Let’s take a moment to define overhead in the context of nonprofits and public charities. Overhead is all of a nonprofit’s costs that are not incurred in connection with a specific charitable program. Overhead is mostly composed of managerial, administrative and fundraising expenses. Overhead expenses are necessary to run an effective organization and are not inherently wasteful. Specific examples of overhead include items like management and administrative salaries, fundraising costs, accounting expense, rent, utilities, information technology expense, and general staff training.
So what is the overhead ratio? The overhead ratio is a financial measure of an organization’s overhead costs as a percentage of the total expenses of the organization. It is not a measure of a nonprofit’s effectiveness and it does not measure how well an organization is achieving its mission. But the overhead ratio does cast some light on the operations of a nonprofit. Having an overhead ratio that is too high or too low is a sign that an organization is being operated sub-optimally. An extravagantly high overhead ratio likely indicates the nonprofit is wasting money on nonproductive expenses. A very low overhead ratio can indicate the supporting structures of the nonprofit are underfunded and the programs may not be sustainable in the long term.
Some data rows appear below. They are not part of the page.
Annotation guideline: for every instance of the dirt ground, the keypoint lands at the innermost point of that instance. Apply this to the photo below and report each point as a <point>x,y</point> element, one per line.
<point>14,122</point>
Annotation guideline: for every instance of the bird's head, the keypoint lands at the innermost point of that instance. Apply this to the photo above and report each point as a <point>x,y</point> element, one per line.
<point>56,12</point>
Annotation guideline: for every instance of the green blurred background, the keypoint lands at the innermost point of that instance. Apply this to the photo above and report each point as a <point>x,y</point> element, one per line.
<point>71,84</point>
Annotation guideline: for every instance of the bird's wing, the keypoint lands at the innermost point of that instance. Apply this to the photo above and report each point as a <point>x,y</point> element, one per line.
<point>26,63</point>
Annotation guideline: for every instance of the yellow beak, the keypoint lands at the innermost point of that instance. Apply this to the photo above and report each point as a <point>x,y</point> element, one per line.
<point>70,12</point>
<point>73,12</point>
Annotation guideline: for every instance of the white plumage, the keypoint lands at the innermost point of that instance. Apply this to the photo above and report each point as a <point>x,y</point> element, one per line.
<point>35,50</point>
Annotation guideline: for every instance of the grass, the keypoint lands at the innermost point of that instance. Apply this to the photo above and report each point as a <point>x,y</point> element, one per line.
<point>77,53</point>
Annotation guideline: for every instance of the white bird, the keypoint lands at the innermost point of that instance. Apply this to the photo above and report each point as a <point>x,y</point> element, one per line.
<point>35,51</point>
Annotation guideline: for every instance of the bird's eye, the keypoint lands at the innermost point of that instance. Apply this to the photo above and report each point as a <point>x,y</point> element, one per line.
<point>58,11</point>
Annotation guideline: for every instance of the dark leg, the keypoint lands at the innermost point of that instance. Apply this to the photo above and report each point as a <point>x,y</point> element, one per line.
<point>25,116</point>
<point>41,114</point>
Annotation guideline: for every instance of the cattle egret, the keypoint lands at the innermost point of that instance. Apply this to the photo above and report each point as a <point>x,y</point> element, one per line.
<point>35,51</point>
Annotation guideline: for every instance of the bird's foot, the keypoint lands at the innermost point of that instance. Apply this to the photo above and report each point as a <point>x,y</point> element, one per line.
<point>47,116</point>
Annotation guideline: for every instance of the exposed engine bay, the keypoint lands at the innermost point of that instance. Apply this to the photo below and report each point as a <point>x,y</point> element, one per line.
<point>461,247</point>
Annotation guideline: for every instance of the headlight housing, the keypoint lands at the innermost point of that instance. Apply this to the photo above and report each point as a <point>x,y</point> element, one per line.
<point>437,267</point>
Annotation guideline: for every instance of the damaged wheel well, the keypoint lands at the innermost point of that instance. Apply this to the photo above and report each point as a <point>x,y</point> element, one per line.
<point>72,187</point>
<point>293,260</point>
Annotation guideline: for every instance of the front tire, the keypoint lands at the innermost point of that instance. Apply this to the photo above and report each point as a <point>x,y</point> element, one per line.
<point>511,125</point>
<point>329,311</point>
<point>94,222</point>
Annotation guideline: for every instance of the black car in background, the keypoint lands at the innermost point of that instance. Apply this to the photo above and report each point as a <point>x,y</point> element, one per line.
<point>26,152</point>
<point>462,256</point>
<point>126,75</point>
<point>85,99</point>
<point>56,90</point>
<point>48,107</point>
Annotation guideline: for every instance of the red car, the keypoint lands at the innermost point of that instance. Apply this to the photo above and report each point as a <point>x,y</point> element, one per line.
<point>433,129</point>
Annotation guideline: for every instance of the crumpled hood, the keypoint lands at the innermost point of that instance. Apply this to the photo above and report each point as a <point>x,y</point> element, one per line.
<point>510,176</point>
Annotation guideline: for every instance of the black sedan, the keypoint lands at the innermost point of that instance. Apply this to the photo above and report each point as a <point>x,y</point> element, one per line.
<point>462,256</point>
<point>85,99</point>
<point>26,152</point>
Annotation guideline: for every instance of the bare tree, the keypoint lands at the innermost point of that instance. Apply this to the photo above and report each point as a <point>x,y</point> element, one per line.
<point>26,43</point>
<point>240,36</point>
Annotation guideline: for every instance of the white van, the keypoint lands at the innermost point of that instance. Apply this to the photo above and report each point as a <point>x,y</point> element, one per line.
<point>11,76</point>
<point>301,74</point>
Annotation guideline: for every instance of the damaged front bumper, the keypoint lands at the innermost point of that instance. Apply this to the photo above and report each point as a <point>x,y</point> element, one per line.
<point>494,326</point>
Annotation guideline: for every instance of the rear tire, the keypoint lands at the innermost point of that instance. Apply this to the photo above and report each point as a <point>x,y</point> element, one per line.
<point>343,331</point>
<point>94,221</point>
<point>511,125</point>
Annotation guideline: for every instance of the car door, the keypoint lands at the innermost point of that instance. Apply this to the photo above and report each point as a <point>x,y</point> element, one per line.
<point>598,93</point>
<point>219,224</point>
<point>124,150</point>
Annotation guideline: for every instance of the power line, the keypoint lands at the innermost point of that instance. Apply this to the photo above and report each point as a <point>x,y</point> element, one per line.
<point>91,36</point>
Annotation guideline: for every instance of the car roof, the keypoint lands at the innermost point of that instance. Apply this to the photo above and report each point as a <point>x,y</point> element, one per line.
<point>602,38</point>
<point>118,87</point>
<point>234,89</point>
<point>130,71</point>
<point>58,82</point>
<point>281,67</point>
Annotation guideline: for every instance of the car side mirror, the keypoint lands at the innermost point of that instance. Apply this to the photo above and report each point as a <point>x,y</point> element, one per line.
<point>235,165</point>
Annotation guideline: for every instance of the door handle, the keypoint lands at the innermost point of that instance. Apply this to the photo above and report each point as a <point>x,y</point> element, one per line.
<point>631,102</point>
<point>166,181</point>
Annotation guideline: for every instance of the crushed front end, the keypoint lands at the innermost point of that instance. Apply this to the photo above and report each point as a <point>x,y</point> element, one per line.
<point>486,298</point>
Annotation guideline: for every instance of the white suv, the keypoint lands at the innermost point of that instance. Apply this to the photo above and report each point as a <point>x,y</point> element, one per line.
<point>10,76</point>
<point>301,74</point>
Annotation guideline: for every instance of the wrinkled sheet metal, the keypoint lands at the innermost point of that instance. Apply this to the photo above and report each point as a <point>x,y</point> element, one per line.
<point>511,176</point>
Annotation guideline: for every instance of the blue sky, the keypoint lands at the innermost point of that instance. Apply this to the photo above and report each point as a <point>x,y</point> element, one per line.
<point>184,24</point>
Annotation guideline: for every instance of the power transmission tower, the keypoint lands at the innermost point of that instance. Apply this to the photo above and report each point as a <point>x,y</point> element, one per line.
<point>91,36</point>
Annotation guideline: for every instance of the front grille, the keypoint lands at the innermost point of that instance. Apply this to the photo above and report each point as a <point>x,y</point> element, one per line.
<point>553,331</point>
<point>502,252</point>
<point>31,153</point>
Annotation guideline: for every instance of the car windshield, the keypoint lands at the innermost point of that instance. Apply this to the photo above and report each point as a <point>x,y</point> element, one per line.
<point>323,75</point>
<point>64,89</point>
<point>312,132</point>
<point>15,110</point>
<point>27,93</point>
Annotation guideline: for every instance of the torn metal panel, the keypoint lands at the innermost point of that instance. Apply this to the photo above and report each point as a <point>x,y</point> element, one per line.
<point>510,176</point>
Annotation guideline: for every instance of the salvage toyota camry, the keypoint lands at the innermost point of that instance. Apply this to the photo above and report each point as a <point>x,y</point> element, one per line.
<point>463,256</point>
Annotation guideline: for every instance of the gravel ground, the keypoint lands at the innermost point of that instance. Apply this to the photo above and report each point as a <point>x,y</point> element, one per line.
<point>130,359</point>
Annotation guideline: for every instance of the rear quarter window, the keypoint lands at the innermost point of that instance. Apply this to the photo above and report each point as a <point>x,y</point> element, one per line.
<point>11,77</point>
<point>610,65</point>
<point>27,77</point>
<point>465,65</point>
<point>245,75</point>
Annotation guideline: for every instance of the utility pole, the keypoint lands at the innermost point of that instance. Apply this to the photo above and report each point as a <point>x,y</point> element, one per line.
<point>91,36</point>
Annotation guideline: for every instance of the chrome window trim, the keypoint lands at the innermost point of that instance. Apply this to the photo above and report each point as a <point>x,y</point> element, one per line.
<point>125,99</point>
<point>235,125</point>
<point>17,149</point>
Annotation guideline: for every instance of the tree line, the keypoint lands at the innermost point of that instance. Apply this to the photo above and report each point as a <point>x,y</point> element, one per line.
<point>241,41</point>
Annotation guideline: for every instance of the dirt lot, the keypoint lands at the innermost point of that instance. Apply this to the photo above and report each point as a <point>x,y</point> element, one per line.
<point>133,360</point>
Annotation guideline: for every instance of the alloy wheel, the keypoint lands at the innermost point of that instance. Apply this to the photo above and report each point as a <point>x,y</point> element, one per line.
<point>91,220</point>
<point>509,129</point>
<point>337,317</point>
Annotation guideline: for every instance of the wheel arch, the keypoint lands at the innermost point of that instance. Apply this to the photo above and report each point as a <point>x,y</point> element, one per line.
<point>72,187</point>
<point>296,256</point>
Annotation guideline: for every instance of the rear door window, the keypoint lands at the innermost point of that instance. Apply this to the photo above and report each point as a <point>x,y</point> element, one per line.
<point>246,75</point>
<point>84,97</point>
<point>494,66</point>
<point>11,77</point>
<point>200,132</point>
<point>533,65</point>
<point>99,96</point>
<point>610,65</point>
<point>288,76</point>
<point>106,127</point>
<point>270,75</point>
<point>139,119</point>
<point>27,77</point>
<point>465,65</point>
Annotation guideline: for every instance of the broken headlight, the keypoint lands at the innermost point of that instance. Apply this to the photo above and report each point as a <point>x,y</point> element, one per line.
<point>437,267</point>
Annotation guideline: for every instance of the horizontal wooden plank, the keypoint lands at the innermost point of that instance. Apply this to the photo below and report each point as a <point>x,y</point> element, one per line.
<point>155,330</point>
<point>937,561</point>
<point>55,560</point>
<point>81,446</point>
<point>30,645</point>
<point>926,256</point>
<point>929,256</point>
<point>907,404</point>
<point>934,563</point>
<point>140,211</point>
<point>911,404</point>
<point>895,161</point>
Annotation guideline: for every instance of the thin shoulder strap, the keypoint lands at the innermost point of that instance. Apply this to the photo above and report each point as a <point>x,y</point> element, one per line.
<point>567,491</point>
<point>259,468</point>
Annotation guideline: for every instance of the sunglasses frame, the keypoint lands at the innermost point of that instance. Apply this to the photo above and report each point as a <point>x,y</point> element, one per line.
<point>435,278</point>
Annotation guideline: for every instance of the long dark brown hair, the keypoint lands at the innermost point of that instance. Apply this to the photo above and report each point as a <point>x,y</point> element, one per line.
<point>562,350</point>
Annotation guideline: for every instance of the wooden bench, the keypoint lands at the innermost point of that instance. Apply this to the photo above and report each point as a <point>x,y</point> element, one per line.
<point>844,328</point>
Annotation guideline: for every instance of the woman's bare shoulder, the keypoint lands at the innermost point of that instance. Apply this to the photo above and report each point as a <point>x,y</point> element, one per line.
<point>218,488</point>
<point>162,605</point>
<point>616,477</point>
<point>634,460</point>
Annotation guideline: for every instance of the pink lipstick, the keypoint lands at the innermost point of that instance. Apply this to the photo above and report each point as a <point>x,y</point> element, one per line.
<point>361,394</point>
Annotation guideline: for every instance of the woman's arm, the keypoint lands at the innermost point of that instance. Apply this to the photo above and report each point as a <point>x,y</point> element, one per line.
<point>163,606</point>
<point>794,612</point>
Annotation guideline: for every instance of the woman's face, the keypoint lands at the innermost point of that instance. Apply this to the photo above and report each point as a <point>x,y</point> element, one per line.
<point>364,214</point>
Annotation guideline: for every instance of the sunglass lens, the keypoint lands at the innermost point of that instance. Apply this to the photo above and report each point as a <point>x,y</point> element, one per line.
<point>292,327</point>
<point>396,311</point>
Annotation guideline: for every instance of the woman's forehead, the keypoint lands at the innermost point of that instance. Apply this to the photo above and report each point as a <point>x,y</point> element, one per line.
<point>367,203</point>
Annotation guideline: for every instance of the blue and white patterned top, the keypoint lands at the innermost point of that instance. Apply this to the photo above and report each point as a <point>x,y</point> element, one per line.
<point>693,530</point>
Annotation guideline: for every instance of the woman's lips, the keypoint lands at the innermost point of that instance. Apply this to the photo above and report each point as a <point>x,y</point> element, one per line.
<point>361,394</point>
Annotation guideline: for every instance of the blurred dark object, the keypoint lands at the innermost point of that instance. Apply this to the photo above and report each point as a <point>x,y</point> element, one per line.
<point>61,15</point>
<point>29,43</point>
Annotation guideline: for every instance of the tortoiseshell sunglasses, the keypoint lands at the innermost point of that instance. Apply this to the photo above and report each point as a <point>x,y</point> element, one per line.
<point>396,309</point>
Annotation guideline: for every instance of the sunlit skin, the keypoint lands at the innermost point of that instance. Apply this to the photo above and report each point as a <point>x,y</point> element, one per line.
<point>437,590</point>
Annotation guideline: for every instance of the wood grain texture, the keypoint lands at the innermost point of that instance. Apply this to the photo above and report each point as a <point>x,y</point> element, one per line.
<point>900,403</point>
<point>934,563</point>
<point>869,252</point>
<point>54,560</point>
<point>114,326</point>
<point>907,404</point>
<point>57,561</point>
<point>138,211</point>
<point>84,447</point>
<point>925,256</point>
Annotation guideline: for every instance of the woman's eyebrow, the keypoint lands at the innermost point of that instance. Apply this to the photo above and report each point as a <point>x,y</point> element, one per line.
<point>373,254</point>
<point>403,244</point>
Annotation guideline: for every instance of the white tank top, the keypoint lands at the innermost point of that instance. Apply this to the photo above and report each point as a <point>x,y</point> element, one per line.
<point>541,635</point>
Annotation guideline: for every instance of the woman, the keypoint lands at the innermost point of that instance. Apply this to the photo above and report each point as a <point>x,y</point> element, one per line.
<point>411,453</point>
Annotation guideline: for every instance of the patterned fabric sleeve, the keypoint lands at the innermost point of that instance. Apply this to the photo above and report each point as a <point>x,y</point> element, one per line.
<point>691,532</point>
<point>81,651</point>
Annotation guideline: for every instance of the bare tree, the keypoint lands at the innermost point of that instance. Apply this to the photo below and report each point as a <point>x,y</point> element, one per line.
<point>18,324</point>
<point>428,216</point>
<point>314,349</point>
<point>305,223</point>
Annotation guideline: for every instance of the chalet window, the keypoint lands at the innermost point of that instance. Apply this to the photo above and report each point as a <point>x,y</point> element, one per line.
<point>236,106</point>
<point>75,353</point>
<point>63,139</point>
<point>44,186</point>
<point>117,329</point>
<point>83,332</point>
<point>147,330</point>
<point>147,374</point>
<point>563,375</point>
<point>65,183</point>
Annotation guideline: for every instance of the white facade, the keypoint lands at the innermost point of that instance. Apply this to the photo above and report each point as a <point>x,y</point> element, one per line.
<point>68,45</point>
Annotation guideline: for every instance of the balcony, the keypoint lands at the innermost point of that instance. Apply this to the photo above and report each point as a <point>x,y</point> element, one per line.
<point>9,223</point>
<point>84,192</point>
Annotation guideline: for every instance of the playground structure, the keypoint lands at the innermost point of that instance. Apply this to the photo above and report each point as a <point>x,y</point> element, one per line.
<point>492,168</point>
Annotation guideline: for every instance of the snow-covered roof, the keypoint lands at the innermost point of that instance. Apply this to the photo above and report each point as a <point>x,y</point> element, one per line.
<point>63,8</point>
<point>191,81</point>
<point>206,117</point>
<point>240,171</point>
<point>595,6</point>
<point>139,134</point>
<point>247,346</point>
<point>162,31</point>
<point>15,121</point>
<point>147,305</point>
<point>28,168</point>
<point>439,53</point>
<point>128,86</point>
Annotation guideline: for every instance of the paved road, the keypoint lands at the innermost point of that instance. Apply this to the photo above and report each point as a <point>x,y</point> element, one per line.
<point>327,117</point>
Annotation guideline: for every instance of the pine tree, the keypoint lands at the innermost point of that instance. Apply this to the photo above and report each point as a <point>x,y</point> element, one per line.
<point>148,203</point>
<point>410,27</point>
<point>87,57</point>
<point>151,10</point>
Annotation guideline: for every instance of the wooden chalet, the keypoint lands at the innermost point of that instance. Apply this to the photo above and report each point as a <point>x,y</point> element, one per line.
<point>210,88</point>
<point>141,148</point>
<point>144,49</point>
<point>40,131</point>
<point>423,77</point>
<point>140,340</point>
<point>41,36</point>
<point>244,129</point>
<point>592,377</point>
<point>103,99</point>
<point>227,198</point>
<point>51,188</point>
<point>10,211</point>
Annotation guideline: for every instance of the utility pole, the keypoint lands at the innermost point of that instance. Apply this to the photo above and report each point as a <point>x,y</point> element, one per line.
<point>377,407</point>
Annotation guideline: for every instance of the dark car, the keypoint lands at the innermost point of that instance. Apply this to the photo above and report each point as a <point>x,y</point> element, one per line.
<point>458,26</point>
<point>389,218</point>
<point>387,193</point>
Using overhead ratios competently requires careful analysis. In order to get an apples-to-apples comparison only organizations with similar charitable programs should have their overhead ratios compared with each other. A soup kitchen has a completely different cost structure than a disaster relief charity so comparing their overhead ratios is not very fruitful. Soup kitchens should really only be compared with other soup kitchens. When comparing similar organizations, common sense dictates that spending more on programs and less on overhead is a good thing. Cleary a soup kitchen that spends 80% of its budget on providing meals with only 20% on overhead costs is preferable to a soup kitchen that spends 50% on providing meals and 50% on overhead costs. But the overhead ratio should not be looked at in a void. How many meals are provided? What is the quality of the meals? What other factors differentiate the soup kitchens? Overhead costs do matter but it is just one data point in evaluating a nonprofit charity.
Evaluating the effectiveness of nonprofits is very difficult and analyzing overhead is just one piece of the puzzle. Every nonprofit charity needs a balanced amount of overhead to operate its charitable programs and to invest in crucial systems, talent, and training. Although the overhead ratio is of limited value in a vacuum, it is a useful reference point for evaluating nonprofits that should not be disregarded.